This script preprocesses the Penguins dataset to create a fully numeric dataset,
applies normalization, and then reduces its dimensionality using PCA.

The resulting data (with `n_components=2`) is ready for training a K-Means clustering model.

Steps:
1. Load and shuffle the dataset.
2. Handle missing values using a "differentiated" strategy.
3. Encode categorical features to numeric values.
4. Normalize all numeric features to the [0, 1] range.
5. Apply PCA to reduce dimensionality.
6. Save the final dataset for clustering.

In [None]:
# Load the Penguins dataset
file_path = Path("../data/raw/K_Means_Dataset/penguins.csv")
df_penguins = load_data(file_path)

# Optionally, shuffle the dataset
df_penguins = shuffle_data_pandas(df_penguins)

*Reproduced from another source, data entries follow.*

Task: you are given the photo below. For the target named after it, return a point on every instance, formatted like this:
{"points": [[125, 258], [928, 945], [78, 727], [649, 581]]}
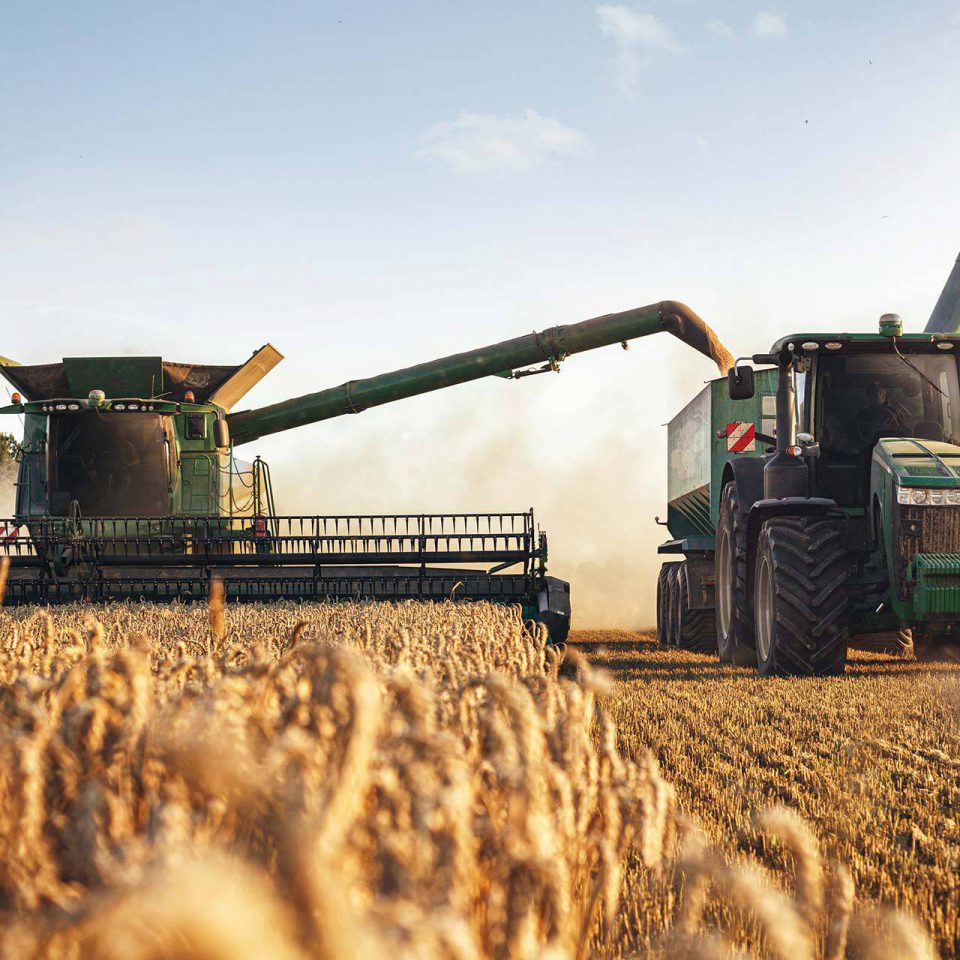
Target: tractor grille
{"points": [[383, 557], [932, 529]]}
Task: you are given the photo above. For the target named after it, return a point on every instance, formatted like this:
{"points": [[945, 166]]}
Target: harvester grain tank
{"points": [[815, 503], [128, 486]]}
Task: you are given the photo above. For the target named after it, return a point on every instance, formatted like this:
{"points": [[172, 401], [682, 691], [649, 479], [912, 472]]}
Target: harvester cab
{"points": [[128, 486], [816, 502]]}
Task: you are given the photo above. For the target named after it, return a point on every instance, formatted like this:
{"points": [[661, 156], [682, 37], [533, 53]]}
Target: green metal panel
{"points": [[116, 376]]}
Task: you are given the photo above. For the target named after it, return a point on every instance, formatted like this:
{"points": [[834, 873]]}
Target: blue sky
{"points": [[371, 184]]}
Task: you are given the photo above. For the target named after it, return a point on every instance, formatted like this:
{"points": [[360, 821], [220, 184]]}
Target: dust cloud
{"points": [[595, 488], [8, 479]]}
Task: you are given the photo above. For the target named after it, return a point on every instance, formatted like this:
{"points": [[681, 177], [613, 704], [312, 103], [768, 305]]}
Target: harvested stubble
{"points": [[870, 760], [330, 781]]}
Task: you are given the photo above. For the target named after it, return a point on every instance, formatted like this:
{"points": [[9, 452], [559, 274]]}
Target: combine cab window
{"points": [[863, 397], [112, 464]]}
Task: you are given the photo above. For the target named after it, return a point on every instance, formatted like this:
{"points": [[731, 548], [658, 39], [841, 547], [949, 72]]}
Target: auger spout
{"points": [[946, 314], [507, 359]]}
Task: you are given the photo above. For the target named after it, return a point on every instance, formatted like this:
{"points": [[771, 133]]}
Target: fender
{"points": [[764, 510]]}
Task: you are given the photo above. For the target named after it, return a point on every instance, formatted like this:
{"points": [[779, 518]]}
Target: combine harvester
{"points": [[816, 504], [128, 487]]}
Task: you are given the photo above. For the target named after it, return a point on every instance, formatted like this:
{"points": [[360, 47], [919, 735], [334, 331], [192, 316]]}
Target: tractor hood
{"points": [[920, 463], [145, 377]]}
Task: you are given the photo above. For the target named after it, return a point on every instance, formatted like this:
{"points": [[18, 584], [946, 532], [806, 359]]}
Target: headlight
{"points": [[928, 496]]}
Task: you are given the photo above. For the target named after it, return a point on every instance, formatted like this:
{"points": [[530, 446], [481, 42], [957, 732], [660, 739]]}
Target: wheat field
{"points": [[870, 760], [419, 781]]}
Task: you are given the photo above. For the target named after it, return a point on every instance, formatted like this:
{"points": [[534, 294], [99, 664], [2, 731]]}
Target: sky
{"points": [[369, 185]]}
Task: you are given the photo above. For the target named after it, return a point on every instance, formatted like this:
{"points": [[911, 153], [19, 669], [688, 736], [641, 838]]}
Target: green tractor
{"points": [[816, 503], [128, 486]]}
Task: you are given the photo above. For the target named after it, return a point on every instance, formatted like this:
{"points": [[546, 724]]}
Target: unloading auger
{"points": [[128, 486]]}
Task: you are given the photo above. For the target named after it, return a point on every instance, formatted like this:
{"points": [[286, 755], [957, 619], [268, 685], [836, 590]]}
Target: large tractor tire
{"points": [[696, 627], [663, 603], [801, 604], [735, 642], [673, 604]]}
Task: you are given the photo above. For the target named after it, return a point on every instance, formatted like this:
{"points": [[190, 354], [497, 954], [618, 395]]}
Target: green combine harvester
{"points": [[128, 487], [816, 504]]}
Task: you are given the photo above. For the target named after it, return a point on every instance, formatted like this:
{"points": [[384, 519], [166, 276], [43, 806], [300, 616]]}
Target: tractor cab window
{"points": [[868, 396], [112, 464]]}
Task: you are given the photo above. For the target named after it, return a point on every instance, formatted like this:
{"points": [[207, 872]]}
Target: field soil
{"points": [[871, 759]]}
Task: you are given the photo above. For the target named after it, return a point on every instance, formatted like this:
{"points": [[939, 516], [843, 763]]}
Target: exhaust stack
{"points": [[946, 314]]}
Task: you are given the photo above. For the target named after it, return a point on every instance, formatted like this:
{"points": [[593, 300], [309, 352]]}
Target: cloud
{"points": [[482, 142], [721, 28], [638, 36], [631, 29], [766, 25]]}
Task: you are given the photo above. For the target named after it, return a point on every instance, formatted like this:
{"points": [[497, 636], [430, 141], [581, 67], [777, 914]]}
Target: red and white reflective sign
{"points": [[741, 437]]}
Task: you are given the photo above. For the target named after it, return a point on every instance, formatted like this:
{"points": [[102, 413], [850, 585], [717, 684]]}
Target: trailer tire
{"points": [[897, 643], [663, 603], [735, 642], [801, 595], [697, 627]]}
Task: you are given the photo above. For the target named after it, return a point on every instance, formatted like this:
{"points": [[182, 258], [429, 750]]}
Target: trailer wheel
{"points": [[930, 649], [673, 603], [663, 603], [735, 642], [800, 590], [696, 627]]}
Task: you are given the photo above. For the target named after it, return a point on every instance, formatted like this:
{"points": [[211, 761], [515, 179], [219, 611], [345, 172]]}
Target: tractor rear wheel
{"points": [[735, 642], [673, 603], [897, 643], [663, 603], [697, 626], [800, 595]]}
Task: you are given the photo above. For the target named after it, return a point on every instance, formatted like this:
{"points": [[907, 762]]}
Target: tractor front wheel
{"points": [[800, 597], [696, 626]]}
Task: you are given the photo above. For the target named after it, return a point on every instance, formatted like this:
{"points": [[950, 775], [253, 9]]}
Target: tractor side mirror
{"points": [[221, 433], [740, 382]]}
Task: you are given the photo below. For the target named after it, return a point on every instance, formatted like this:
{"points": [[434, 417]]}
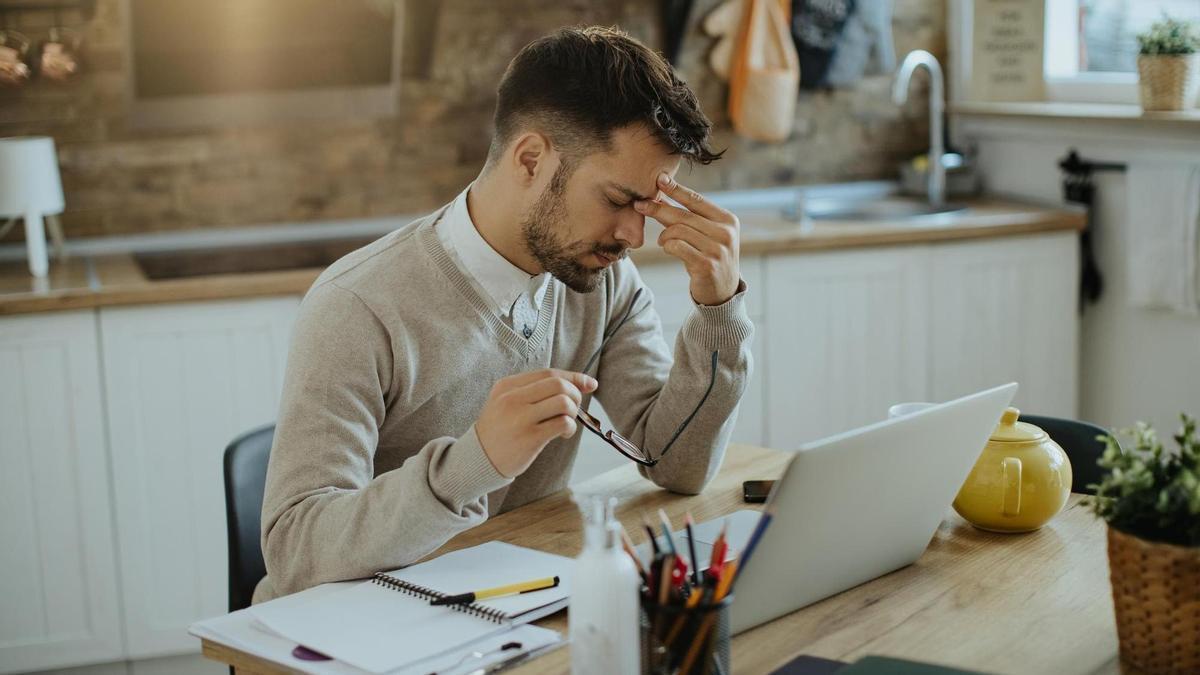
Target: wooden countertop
{"points": [[1037, 602], [82, 282]]}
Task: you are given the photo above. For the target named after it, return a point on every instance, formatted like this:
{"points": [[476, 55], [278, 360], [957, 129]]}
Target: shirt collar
{"points": [[501, 280]]}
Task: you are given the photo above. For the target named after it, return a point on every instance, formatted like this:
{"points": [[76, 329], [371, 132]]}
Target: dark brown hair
{"points": [[579, 84]]}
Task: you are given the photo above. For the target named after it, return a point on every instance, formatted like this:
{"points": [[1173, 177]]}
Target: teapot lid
{"points": [[1009, 430]]}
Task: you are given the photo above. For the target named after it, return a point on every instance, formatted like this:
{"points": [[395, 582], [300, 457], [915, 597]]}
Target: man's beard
{"points": [[541, 228]]}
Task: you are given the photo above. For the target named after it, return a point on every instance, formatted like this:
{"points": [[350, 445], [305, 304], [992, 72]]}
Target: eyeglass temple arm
{"points": [[712, 381]]}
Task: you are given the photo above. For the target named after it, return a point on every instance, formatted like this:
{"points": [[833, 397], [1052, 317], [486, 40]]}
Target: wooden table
{"points": [[1000, 603]]}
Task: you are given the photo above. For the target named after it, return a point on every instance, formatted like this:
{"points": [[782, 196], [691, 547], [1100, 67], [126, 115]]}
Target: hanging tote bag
{"points": [[765, 76]]}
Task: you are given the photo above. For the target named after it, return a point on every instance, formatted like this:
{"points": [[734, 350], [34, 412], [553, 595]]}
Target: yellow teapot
{"points": [[1019, 483]]}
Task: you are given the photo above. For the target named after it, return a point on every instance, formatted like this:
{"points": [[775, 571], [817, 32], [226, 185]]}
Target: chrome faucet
{"points": [[916, 59]]}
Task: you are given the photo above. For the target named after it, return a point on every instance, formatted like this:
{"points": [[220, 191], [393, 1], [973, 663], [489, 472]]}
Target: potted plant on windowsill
{"points": [[1168, 65], [1151, 500]]}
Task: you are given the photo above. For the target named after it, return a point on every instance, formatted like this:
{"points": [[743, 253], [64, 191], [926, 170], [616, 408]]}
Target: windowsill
{"points": [[1111, 113]]}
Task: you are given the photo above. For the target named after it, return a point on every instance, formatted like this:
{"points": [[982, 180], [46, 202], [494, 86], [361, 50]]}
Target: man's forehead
{"points": [[634, 162]]}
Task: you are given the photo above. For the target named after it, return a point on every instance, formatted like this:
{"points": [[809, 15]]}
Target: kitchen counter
{"points": [[91, 281]]}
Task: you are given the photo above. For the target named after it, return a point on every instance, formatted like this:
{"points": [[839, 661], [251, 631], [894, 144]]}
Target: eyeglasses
{"points": [[615, 440]]}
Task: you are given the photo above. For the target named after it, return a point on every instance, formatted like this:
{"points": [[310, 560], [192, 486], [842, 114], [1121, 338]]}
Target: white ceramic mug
{"points": [[901, 410]]}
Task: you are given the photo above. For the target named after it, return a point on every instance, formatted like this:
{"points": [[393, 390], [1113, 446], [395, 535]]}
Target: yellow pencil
{"points": [[510, 590]]}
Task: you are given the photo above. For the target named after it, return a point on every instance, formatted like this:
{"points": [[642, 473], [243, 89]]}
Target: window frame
{"points": [[1063, 82]]}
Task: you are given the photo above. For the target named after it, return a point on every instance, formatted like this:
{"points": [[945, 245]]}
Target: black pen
{"points": [[691, 550], [649, 531]]}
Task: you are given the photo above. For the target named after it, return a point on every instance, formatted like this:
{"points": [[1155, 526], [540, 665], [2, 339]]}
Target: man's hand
{"points": [[701, 234], [525, 412]]}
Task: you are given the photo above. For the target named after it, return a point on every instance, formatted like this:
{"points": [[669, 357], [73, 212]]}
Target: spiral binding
{"points": [[415, 590]]}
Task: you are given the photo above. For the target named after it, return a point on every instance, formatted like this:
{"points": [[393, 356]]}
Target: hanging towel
{"points": [[1164, 236], [865, 46]]}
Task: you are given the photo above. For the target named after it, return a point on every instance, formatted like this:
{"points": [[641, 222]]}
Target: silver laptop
{"points": [[856, 506]]}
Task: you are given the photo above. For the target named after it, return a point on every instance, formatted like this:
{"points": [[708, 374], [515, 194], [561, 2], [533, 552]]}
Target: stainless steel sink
{"points": [[240, 260], [888, 208], [849, 202]]}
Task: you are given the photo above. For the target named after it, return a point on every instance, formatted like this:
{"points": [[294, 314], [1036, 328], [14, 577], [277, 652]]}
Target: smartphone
{"points": [[755, 491]]}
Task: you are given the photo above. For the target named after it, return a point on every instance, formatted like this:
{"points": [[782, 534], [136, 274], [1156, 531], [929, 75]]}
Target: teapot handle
{"points": [[1011, 467]]}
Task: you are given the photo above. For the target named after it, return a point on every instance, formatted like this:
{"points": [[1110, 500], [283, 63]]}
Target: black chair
{"points": [[245, 472], [1078, 440]]}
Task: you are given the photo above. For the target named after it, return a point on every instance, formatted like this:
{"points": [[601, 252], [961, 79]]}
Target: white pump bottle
{"points": [[604, 616]]}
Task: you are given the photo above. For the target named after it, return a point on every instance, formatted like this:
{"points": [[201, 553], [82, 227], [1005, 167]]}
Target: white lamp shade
{"points": [[29, 177]]}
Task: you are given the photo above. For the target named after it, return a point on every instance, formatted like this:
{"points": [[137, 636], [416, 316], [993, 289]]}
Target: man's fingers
{"points": [[694, 201], [546, 388], [585, 382], [670, 216], [558, 426], [691, 236], [555, 406], [685, 252]]}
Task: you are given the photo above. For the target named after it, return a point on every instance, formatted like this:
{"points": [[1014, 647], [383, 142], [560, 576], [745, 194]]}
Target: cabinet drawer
{"points": [[669, 282]]}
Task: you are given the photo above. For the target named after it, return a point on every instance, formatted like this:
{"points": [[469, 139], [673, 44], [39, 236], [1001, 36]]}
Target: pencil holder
{"points": [[678, 640]]}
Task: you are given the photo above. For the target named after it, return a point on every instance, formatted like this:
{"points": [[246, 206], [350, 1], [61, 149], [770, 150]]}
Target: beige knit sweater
{"points": [[376, 461]]}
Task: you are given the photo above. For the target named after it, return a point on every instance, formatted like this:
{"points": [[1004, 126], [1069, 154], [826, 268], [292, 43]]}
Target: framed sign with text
{"points": [[1007, 47]]}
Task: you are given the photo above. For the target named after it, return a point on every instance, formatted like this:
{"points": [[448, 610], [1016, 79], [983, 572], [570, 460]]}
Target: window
{"points": [[1091, 52]]}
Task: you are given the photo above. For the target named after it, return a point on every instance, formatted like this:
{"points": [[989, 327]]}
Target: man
{"points": [[435, 376]]}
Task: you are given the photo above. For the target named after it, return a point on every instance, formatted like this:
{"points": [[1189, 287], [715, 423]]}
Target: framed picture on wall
{"points": [[1007, 48]]}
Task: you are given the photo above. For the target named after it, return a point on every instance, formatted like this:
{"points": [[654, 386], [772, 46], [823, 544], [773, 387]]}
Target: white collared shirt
{"points": [[515, 296]]}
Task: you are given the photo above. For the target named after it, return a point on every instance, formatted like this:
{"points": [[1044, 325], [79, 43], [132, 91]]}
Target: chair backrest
{"points": [[1078, 440], [245, 476]]}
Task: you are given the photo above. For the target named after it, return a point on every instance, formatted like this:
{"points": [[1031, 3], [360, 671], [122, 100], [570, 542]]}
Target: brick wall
{"points": [[119, 179]]}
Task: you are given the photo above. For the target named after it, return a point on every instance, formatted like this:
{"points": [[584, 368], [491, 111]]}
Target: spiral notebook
{"points": [[383, 623]]}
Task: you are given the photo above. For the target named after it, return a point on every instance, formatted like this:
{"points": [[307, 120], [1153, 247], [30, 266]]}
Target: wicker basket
{"points": [[1156, 593], [1168, 83]]}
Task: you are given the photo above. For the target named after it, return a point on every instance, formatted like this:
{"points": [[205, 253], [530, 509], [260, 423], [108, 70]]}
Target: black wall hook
{"points": [[1078, 187]]}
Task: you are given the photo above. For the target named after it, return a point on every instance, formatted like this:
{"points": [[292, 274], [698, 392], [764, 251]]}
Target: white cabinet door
{"points": [[847, 339], [1007, 310], [183, 380], [58, 579]]}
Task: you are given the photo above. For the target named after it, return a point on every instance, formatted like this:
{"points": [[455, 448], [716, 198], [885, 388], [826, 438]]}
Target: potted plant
{"points": [[1168, 65], [1151, 500]]}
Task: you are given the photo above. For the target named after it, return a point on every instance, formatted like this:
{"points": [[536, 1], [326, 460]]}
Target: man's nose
{"points": [[630, 228]]}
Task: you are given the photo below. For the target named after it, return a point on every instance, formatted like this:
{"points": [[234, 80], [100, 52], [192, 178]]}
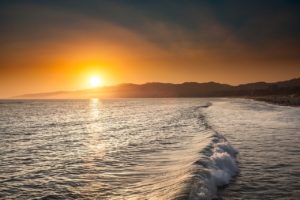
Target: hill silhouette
{"points": [[186, 89]]}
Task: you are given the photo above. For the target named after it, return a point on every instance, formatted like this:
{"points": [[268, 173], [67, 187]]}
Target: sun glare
{"points": [[96, 81]]}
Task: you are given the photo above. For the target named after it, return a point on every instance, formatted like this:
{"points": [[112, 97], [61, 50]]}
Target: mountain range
{"points": [[186, 89]]}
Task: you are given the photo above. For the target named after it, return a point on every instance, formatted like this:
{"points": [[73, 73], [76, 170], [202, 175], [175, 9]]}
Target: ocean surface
{"points": [[149, 149]]}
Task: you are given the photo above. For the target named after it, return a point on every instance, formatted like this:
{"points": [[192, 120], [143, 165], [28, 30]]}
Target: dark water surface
{"points": [[148, 149]]}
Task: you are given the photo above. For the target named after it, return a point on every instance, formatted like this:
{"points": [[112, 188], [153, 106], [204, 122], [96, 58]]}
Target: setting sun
{"points": [[96, 81]]}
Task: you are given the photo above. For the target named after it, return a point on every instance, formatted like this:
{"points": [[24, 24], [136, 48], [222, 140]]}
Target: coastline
{"points": [[290, 100]]}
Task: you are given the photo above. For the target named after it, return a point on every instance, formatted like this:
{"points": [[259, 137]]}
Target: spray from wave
{"points": [[216, 167]]}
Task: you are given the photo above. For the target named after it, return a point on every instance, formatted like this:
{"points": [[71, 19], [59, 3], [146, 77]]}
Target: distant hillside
{"points": [[187, 89]]}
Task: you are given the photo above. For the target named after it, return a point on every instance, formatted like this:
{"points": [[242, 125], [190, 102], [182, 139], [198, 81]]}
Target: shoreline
{"points": [[280, 100]]}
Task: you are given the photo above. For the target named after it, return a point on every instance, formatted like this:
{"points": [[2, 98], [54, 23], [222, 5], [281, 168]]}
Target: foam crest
{"points": [[217, 169]]}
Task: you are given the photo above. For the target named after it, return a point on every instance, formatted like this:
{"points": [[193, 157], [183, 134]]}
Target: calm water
{"points": [[148, 149]]}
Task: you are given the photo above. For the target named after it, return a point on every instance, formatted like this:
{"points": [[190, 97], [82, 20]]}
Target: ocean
{"points": [[177, 148]]}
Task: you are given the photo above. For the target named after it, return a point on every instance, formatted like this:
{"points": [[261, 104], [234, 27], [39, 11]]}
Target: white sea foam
{"points": [[219, 165]]}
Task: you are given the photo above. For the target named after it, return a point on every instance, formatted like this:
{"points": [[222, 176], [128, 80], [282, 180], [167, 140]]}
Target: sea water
{"points": [[148, 149]]}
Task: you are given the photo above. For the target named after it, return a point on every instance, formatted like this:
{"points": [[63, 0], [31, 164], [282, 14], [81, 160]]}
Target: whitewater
{"points": [[173, 148]]}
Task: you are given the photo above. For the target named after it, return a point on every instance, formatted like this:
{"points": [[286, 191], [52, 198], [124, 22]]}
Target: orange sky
{"points": [[51, 56]]}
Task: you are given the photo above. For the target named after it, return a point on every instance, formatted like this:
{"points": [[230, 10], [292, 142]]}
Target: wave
{"points": [[216, 167]]}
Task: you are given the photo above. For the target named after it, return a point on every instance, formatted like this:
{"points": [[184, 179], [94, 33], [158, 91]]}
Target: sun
{"points": [[96, 81]]}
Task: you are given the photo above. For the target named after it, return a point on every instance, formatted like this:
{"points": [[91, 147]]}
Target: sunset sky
{"points": [[60, 44]]}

# Display basic info and the first few rows
print("Penguins Dataset Info:")
print(df_penguins.info())
print("\nFirst few rows:")
print(df_penguins.head())


 ### Handle Missing Values



 Use the "differentiated" strategy to:

 - Impute missing numeric values with the median.

 - Impute missing categorical values with the mode.

In [None]:
df_penguins = handle_missing_values(df_penguins, strategy="differentiated")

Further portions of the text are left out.